Something that never fails to impress me is taking a genre that looks as if it was mined out years ago and making it feel completely fresh and new. In about 45 minutes, Blood: The Last Vampire does more to make vampires cool and interesting than a thousand lesser movies put together. Putting aside the fact that it's superbly executed in every aspect, what Bloods brings more than anything is ambiguity, along with hints of a rich history that we'll never quite know or understand. For proof of how well they pulled it off, see the live action remake's attempts to fill in the blanks and cringe at how dull it all suddenly becomes.
Last time I featured Hayao Miyazaki's Princess Mononoke, but no anime top ten of any kind could be complete with just one Miyazaki movie. It's hard to think of a more consistently brilliant director, and equally hard to pick favourites from such a consistently stunning catalogue. But Laputa - renamed by Disney as Castle in the Sky for its international release, for fairly hilarous reasons - was the first anime I ever saw, way back before I had the faintest clue what anime even was, and it blew my mind.

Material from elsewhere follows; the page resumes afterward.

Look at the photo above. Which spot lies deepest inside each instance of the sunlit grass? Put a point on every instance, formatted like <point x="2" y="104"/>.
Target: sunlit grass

Then I rediscovered it years later, and it blew my mind all over again.
Satoshi Kon's death last year left a small but incredibly impressive body of work behind. Again, it's hard (and pointless) to pick out one of his four completed features as his best, since they're all great, but Millenium Actress is my personal favourite. When a documentary filmmaker and his cameraman attempt to interview an ageing actress, they find themselves carried along in her recollections, which jumble in turn with her decades-spanning movie career, and Kon smashes reality, fantasy, history, memory and imagination together into one dizzying whole. Millenium Actress should be incredibly pretensious; in Kon's hands, it's the smartest romantic action comedy ever made.
The third film here from Studio Ghibli, and the first not to be directed by Miyazaki, Grave of the Fireflies is probably the ultimate weapon against the old "animation is just for kids" argument. Set in World War 2-era Japan, Grave follows brother and sister Setsuko and Seita as they try to survive alone after their mother's death in an air raid. If that sounds like tough watching then, well, it is, but there's an innocence and kindness to Takahata's film that always keeps it clear of miserabilism. Which isn't to say it won't break your heart a few dozen times before the credits roll...
Because every anime top ten needs at least one movie where school kids pilot giant robots. And because Evangelion: You Are [Not] Alone is so good, it doesn't matter that it's practically a check list of genre cliches. Anyway, in fairness that has a lot to do with the fact that this is the first of four films remaking and reinventing one of Japanese animation's defining series. But even if it wasn't, Evangelion would still be thrilling. Like Blood, it takes a familiar concept - in this case, the uniquely Japanese notion that the best way to defend against alien (in this case, angelic) invasion is to force school children to fight them in giant robotic suits of armour - and tells it so earnestly, brilliantly and blisteringly oddly that it feels like the first time all over again.